= Dinah Morris =

19th-century bookmark depicting Dinah (right) consoling Hetty Sorrel.

Dinah Morris is a major character in George Eliot's novel Adam Bede (1859); a Methodist lay preacher, she was modelled on Eliot's aunt Elizabeth Evans.

Dinah visits the fictional community of Hayslope — a rural, pastoral and close-knit community in 1799. She says to Lisbeth Bede in Chapter Ten, "I work in the cotton-mill when I am at home." She lives thirty miles away in the fictional Snowfield, in the fictional Stonyshire County.

==Description==
She is a cousin by marriage of Hetty Sorrel and related to the Poysers. Rachel Poyser, her aunt, wishes Dinah would stay with them in Hayslope.

Dinah is deeply religious, a follower of Wesleyan Methodism. She lives to comfort others, including Adam Bede's mother when her husband is drowned. She offers to help Hetty if she is ever in need. When Hetty commits her crime and cannot own up to it, Dinah's presence allows Hetty to face what she has done and ask for forgiveness.

At the beginning of the novel, Dinah lives at the Poyser farm because she is Mrs. Poyser's niece. Though she is an attractive woman, she seems to show no signs of self-consciousness while she preaches. In fact, she is sometimes considered to be Eliot's most confident female character.

According to Diana Neill, "The plot [of Adam Bede] is founded on a story told to George Eliot by her aunt Elizabeth Evans, a preacher, and the original of Dinah Morris of the novel, of a confession of child-murder, made to her by a girl in prison."

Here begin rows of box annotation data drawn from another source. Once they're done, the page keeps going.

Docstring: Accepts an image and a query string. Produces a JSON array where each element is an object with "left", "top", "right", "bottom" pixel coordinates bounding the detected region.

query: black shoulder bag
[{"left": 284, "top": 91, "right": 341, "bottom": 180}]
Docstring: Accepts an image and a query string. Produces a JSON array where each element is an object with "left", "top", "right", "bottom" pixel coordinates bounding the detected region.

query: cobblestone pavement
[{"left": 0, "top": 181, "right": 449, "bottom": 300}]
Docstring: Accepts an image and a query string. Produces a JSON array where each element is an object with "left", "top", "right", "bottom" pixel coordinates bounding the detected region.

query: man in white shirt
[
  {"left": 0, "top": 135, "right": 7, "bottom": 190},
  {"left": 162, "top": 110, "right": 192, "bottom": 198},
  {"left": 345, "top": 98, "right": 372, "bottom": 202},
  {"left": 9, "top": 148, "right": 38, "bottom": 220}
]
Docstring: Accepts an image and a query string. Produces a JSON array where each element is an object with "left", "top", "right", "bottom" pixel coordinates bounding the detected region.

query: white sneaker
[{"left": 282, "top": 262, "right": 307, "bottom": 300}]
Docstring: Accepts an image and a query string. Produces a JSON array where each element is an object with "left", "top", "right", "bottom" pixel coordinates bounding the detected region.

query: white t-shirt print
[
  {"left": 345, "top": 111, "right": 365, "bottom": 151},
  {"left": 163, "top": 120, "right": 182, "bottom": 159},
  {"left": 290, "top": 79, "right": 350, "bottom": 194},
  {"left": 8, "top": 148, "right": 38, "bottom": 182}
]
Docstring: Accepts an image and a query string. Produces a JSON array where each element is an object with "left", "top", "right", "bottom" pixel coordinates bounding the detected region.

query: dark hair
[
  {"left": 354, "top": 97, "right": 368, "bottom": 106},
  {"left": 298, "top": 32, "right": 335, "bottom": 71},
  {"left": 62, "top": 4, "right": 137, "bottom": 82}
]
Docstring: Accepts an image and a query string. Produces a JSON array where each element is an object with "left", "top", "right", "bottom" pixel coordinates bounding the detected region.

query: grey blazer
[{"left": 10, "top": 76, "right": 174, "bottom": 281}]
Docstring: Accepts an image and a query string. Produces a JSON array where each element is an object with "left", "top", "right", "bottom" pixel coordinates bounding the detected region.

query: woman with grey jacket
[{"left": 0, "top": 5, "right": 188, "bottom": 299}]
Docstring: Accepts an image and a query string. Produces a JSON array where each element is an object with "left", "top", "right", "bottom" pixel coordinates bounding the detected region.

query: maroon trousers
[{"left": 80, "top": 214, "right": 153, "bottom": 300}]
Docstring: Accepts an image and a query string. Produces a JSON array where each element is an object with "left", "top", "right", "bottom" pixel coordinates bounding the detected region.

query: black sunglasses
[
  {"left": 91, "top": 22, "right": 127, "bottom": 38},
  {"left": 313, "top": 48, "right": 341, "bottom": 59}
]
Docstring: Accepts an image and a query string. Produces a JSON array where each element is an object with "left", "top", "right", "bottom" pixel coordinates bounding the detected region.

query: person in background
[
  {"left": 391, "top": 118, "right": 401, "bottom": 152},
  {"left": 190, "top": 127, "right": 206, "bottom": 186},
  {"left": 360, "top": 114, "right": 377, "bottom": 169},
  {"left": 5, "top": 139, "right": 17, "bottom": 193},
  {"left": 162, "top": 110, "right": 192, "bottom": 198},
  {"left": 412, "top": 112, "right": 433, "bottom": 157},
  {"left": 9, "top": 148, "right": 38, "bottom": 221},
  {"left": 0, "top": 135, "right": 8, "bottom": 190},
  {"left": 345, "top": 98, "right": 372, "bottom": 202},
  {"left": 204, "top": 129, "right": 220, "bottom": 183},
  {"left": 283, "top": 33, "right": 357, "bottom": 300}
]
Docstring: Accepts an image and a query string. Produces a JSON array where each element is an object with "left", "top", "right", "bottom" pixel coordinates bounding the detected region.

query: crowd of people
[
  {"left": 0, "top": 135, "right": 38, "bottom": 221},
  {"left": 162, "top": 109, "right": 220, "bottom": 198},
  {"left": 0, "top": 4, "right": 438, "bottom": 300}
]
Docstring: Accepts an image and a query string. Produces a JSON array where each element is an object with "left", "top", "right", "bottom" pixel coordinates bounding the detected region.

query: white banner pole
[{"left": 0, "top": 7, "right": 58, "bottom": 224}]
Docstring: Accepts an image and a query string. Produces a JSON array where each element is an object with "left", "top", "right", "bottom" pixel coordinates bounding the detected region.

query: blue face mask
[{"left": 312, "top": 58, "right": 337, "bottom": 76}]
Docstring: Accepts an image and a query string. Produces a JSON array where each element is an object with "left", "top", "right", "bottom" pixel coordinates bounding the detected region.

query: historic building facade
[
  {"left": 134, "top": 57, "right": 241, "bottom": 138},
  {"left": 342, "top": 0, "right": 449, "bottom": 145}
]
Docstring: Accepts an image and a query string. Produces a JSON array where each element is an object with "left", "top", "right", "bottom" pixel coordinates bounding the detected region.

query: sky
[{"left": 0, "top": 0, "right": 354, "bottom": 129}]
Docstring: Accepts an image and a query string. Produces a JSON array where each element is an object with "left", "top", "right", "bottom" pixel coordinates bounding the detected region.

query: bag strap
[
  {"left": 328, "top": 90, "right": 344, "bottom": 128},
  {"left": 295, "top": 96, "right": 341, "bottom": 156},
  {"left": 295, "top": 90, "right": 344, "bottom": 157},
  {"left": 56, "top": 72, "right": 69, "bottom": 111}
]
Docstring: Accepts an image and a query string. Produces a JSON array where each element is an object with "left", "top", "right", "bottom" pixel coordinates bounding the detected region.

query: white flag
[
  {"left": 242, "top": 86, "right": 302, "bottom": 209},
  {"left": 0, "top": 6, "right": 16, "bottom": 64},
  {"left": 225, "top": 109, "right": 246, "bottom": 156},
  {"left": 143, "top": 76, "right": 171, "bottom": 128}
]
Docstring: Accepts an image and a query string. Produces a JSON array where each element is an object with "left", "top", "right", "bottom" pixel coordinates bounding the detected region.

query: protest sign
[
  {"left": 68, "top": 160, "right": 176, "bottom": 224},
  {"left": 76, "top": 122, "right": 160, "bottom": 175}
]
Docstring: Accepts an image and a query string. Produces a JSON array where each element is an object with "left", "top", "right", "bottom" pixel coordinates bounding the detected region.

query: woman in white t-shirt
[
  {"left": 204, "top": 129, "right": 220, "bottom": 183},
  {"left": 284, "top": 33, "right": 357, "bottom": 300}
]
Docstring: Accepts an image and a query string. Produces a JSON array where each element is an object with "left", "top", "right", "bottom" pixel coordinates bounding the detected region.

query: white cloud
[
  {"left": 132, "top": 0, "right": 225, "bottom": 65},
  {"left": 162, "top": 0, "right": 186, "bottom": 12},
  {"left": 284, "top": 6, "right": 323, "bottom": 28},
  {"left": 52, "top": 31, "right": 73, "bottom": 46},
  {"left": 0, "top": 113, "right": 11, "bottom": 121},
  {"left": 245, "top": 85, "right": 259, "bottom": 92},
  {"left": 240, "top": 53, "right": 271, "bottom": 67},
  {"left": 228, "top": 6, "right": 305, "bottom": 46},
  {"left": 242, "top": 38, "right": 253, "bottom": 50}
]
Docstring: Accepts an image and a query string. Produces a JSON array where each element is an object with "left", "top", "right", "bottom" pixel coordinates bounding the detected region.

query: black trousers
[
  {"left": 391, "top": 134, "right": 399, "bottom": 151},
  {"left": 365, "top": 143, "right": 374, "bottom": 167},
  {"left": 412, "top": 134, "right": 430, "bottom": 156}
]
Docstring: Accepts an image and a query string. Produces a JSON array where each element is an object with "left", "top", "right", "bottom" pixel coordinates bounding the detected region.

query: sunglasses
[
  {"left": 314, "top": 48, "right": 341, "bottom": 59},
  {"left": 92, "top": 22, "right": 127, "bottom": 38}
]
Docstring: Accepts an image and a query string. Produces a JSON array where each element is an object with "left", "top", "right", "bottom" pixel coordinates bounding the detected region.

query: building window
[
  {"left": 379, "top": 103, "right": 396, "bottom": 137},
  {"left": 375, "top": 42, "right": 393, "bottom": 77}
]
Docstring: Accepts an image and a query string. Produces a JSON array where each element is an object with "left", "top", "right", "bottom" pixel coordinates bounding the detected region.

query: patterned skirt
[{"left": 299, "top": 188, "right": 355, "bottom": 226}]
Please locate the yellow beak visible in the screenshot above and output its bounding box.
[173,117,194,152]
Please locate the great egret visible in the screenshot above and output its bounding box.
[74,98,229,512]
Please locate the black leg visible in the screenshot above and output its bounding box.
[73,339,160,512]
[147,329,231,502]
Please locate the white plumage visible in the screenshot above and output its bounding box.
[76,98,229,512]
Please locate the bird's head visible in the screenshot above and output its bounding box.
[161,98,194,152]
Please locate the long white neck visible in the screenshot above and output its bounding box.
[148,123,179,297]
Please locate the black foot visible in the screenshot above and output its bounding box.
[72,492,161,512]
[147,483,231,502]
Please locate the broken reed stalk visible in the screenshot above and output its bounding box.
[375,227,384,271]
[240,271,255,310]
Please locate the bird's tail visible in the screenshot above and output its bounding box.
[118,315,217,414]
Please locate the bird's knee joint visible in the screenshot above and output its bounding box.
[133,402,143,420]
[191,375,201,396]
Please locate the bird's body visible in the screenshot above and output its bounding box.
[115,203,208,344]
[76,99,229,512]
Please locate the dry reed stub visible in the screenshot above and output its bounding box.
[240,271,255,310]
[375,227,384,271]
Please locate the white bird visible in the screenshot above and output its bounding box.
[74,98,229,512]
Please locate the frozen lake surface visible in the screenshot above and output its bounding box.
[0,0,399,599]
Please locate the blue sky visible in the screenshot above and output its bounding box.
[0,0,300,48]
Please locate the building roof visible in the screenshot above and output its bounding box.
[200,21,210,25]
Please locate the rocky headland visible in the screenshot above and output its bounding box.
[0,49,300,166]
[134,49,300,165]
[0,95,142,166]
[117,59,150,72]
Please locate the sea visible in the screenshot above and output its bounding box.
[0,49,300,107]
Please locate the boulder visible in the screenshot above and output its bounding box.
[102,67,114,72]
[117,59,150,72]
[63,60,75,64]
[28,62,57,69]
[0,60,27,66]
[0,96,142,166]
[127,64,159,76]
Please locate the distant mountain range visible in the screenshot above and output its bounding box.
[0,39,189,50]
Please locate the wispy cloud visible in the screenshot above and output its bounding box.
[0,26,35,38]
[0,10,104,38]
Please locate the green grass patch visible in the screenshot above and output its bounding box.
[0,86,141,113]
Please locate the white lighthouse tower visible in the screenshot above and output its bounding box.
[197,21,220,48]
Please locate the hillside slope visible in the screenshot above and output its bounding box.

Dinah's preaching is extremely effective, persuading the exceptionally vain Bess to take off her gaudy earrings -- though only briefly. Her resistance to marriage, because she worries it would curtail her religious teaching, is resolved by Eliot in a manner calculated not to upset the male hierarchy: Dinah was not in fact kept from a traditional marriage by piety, but because no man she truly loved had yet asked her to marry him. Indeed, she turns into a typical housewife by the end of the novel, even consenting to discontinue her preaching because the Methodist men have decided against it.